Thankfully, Cronenberg fills the void with weirdness. There are underground scanner cults, psychic nosebleeds, rogue agents, and a climax that feels like a telekinetic slap fight between two men having simultaneous strokes. The final battle between Cameron and Revok is peak Cronenberg: veins bulging, skin blistering, eyes rolling back like slot machines in hell. It’s grotesque and mesmerizing—and it ends with one of the weirdest body horror reversals you’ll ever see. But getting there is like crawling through molasses with a migraine.
Visually, the film is a mixed bag. It has that early-’80s, industrial Canadian gloom, where everything looks slightly damp and emotionally repressed. The practical effects are stellar, of course—Cronenberg never skimps on the goo. Heads burst. Faces melt. Bodies seize up like expired Roombas. The sound design alone could give you tinnitus, with screeching synths and guttural groans that make it sound like the cast is passing psychic kidney stones.
But beneath all the blood and brain-boiling, Scanners is weirdly tame. It talks big—about evolution, technology, and the ethics of power—but delivers it all through exposition dumps and sedated performances. There’s a lot of mumbling about “the future of the species” and “biological telecommunication,” but you’re too busy watching another office explode or a guy flinch at an offscreen noise to care. The film wants to be a science fiction allegory, but it keeps tripping over its own narrative shoelaces.

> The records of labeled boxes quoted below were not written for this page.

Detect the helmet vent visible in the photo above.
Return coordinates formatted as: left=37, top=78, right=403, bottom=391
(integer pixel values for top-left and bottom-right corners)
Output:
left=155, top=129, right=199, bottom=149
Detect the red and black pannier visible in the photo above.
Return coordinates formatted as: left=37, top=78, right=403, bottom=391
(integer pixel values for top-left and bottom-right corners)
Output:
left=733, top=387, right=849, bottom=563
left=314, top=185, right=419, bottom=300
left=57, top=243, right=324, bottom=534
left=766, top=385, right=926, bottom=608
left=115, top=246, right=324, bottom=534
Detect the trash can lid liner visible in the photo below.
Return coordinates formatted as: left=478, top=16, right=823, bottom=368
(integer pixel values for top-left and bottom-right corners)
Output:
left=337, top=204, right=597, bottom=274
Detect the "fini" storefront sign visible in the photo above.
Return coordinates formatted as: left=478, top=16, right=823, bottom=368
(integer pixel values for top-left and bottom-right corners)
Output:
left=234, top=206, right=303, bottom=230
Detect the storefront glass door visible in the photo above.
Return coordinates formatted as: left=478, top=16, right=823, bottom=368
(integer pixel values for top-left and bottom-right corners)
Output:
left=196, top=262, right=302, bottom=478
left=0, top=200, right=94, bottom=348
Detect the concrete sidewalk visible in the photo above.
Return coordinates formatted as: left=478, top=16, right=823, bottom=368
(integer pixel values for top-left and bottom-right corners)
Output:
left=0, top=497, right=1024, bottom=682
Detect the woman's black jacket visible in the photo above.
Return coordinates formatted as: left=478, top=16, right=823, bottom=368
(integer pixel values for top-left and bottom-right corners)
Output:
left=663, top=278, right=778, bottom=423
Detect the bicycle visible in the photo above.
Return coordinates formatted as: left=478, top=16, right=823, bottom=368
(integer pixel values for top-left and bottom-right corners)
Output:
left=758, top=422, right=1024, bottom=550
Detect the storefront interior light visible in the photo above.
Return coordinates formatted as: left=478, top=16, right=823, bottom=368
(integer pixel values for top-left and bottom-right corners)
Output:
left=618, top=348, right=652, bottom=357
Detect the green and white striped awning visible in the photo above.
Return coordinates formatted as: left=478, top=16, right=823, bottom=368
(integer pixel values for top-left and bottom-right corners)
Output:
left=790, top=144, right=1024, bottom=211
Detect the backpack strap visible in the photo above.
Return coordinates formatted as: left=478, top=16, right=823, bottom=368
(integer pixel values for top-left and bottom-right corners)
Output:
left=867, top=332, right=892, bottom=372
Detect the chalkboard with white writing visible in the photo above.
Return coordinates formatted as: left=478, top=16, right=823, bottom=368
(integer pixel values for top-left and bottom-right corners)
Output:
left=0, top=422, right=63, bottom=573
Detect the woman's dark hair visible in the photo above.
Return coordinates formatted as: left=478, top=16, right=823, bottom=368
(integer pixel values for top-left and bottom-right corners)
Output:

Now, to be fair, Scanners isn’t a bad film. It’s just lopsided. The good parts—the head explosion, Ironside’s performance, the grotesque finale—are unforgettable. The rest is a haze of lab coats, nasal dialogue, and Cronenberg still trying to find the perfect marriage between body horror and narrative momentum. It’s his most mainstream premise up to that point, but he hadn’t yet figured out how to merge his intellectual creepiness with a compelling story structure.
In some ways, Scanners is like the awkward middle child of Cronenberg’s early work. It doesn’t have the raw sleaze of Shivers or Rabid, nor the emotional trauma of The Brood. It’s transitional—caught between grindhouse thrills and arthouse dread. There’s genius in there, pulsing beneath the surface like a scanner on standby, but it never fully erupts. Except, of course, for that one guy’s skull.
Final Thoughts:
Scanners is a movie that gives you brain explosions and then dares you to stay awake while it explains why the brain exploded. It’s got moments of brilliance and long stretches of mumbling. Michael Ironside saves it from total sedation, and Cronenberg’s fingerprints are all over the goo, but the film’s biggest psychic power is its ability to lull you into a trance between head blasts.
Rating: 3 out of 5 popping capillaries.
A great concept trapped in a dull movie. Like finding a grenade in a box of oatmeal—yes, it’s explosive, but do you really want to eat your way to it?